The Financial Services Board (FSB) pays attractive salaries to its executive management in order to retain the best people, Abel Sithole, chairperson of the FSB, told parliament’s Standing Committee on Finance on Wednesday.
Responding to a question from Democratic Alliance MP David Maynier about whether the executive team’s high salaries are justifiable, Sithole said the salaries are all but excessive when compared to the private sector.
According to Maynier, five of the executive committee members earn salaries in excess of R3m per year, while another earns R6 million per annum.
“How do you justify this and against which benchmarks do you calculate this?” Maynier asked.

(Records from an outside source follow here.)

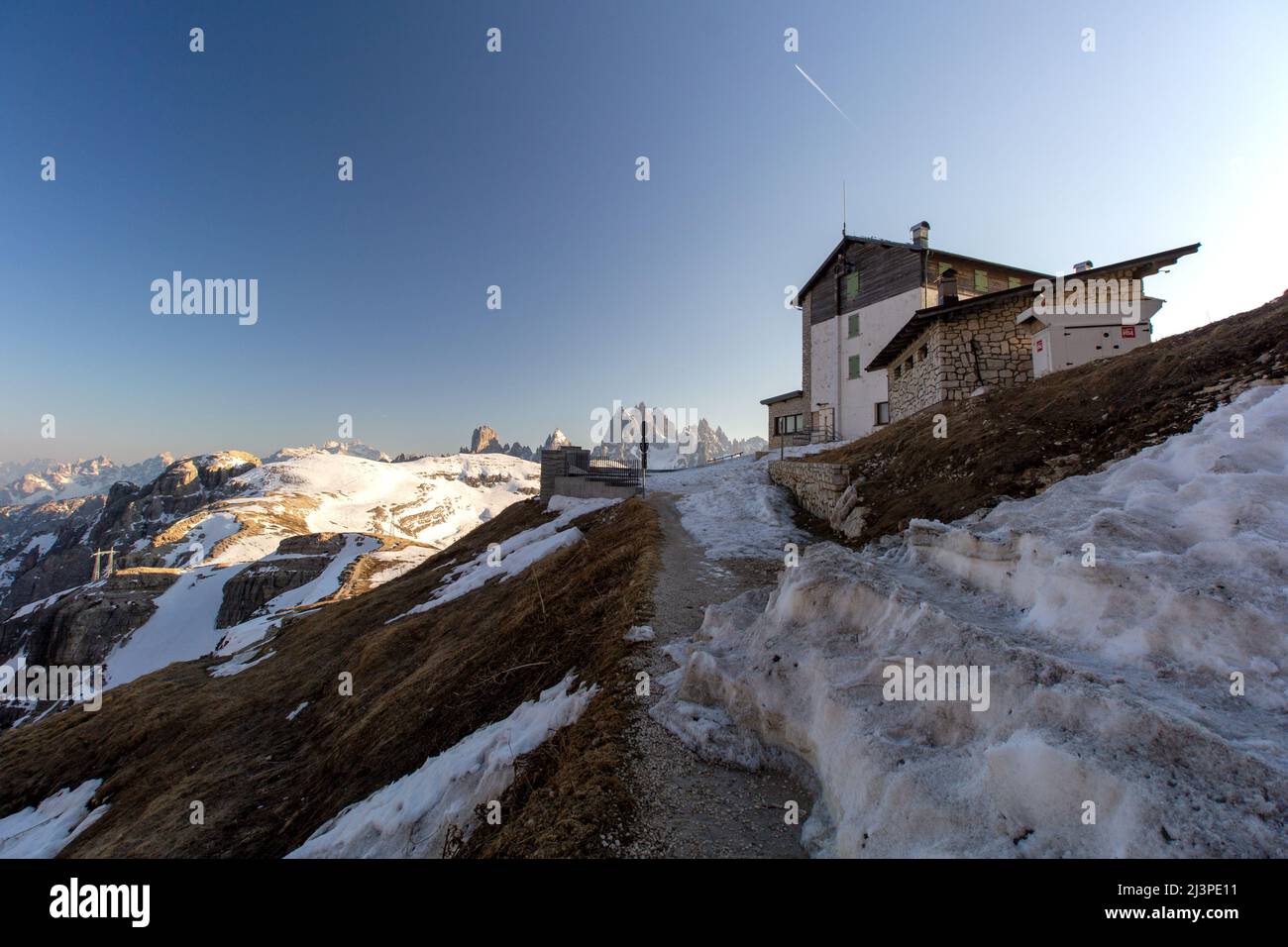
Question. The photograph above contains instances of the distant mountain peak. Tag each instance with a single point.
(351, 446)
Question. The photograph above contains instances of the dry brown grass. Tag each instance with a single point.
(1016, 441)
(420, 685)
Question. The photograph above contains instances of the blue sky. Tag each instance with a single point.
(518, 169)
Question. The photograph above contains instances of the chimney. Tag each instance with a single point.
(948, 286)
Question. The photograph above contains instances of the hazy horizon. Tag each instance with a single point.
(518, 169)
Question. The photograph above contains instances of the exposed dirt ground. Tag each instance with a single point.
(686, 806)
(1014, 442)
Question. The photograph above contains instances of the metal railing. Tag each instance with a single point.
(805, 436)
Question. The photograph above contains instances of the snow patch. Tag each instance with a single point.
(410, 817)
(44, 830)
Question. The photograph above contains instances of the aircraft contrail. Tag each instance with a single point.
(824, 95)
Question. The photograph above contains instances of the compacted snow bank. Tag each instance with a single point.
(1111, 727)
(1189, 543)
(410, 818)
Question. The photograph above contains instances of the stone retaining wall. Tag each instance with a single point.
(816, 487)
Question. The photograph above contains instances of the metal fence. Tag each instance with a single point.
(614, 472)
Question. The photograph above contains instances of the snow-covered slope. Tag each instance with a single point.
(432, 500)
(218, 541)
(1133, 707)
(44, 480)
(410, 818)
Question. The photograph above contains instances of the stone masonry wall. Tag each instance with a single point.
(816, 487)
(923, 384)
(983, 347)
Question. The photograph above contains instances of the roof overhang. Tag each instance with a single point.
(1140, 266)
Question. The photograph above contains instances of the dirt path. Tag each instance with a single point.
(687, 806)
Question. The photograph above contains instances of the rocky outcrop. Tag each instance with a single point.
(297, 562)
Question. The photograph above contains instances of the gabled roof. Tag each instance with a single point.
(923, 317)
(846, 240)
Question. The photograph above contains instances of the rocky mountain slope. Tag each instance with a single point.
(43, 480)
(219, 548)
(447, 707)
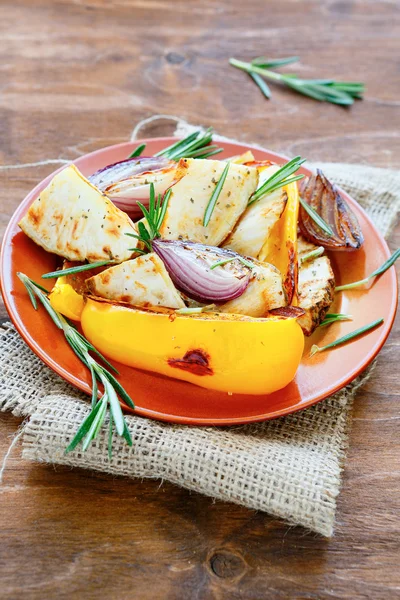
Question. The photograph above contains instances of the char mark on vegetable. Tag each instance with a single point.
(195, 362)
(287, 312)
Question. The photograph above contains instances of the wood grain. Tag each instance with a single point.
(76, 76)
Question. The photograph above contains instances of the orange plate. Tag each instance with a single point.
(176, 401)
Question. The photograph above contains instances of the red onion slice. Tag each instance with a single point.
(188, 265)
(128, 181)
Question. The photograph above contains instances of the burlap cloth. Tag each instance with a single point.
(289, 467)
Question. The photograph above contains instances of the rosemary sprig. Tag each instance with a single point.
(316, 217)
(215, 195)
(92, 424)
(386, 265)
(245, 262)
(346, 338)
(258, 80)
(154, 216)
(324, 90)
(334, 317)
(273, 63)
(195, 145)
(312, 254)
(137, 151)
(78, 269)
(279, 179)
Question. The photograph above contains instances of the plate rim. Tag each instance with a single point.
(187, 420)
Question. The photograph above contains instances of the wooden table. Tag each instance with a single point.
(76, 76)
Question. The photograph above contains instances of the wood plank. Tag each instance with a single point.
(76, 76)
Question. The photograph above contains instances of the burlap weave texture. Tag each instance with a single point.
(289, 467)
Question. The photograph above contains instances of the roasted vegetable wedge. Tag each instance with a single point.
(72, 218)
(280, 249)
(229, 353)
(196, 181)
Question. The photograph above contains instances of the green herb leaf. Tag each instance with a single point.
(346, 338)
(312, 254)
(154, 216)
(324, 90)
(137, 151)
(195, 145)
(273, 63)
(195, 310)
(316, 217)
(261, 84)
(78, 269)
(279, 179)
(386, 265)
(220, 263)
(334, 317)
(92, 424)
(214, 196)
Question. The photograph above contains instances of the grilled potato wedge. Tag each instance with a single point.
(72, 218)
(264, 292)
(142, 282)
(316, 288)
(196, 181)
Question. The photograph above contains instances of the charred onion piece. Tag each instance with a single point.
(189, 265)
(128, 181)
(287, 312)
(325, 199)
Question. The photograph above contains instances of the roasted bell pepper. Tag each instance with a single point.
(225, 352)
(66, 300)
(281, 247)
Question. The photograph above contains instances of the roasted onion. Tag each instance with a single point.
(326, 200)
(188, 265)
(128, 181)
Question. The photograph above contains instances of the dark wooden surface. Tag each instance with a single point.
(76, 76)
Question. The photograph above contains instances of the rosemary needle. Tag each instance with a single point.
(316, 217)
(346, 338)
(137, 151)
(194, 145)
(334, 318)
(215, 195)
(386, 265)
(83, 349)
(279, 179)
(154, 216)
(324, 90)
(245, 262)
(78, 269)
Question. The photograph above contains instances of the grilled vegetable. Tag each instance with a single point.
(229, 353)
(191, 267)
(255, 225)
(73, 219)
(190, 196)
(264, 293)
(345, 232)
(128, 181)
(316, 288)
(143, 281)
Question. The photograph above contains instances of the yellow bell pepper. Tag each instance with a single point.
(281, 247)
(66, 300)
(225, 352)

Sithole said if one compares the scope of the FSB’s responsibility (regulating the entire financial sector in South Africa) with what people earn in the private sector, the executive team are not paid “a lot”.
“Our salary packages need to be attractive so that we can retain the best people.”
His response however didn’t satisfy Maynier. “I stand by my view that these salaries are excessive,” he said, “and I don’t think you should compare yourself with the private sector. You are not the private sector; you regulate the private sector. Your salaries should be in line with other regulators.”
During question time, MPs also asked the FSB for a progress report on the matter of orphan funds that are currently before the courts.
In January this year, the FSB’s head of pensions, Rosemary Hunter, dropped a bombshell when she alleged that the body had illegally closed orphan funds between 2007 and 2013 without making the necessary efforts to trace the the beneficiaries to the detriment of poor people.
She has since taken the FSB and Finance Minister Pravin Gordhan to court to compel them to give her a copy of a final report into the cancellations project by retired judge Kate O’Regan, as well as a copy of a report by auditing firm KPMG.
The DA’s Maynier asked the FSB if it intends on making the reports of O’Regan and KPMG available. (Both O’Regan and KPMG looked into Hunter’s allegations.)
Sithole said the FSB will most certainly make the reports available, “as soon as the court processes have been concluded”.
“I can’t say too much, as the processes haven’t been finished and the two reports are part of the process. At the moment the courts have access to the reports, but officials had to sign a non-disclosure agreement,” Sithole said.
“Will the reports be made public? The answer is a categorical ‘yes’ – as soon as the process is finished. We have no intention to hide anything.”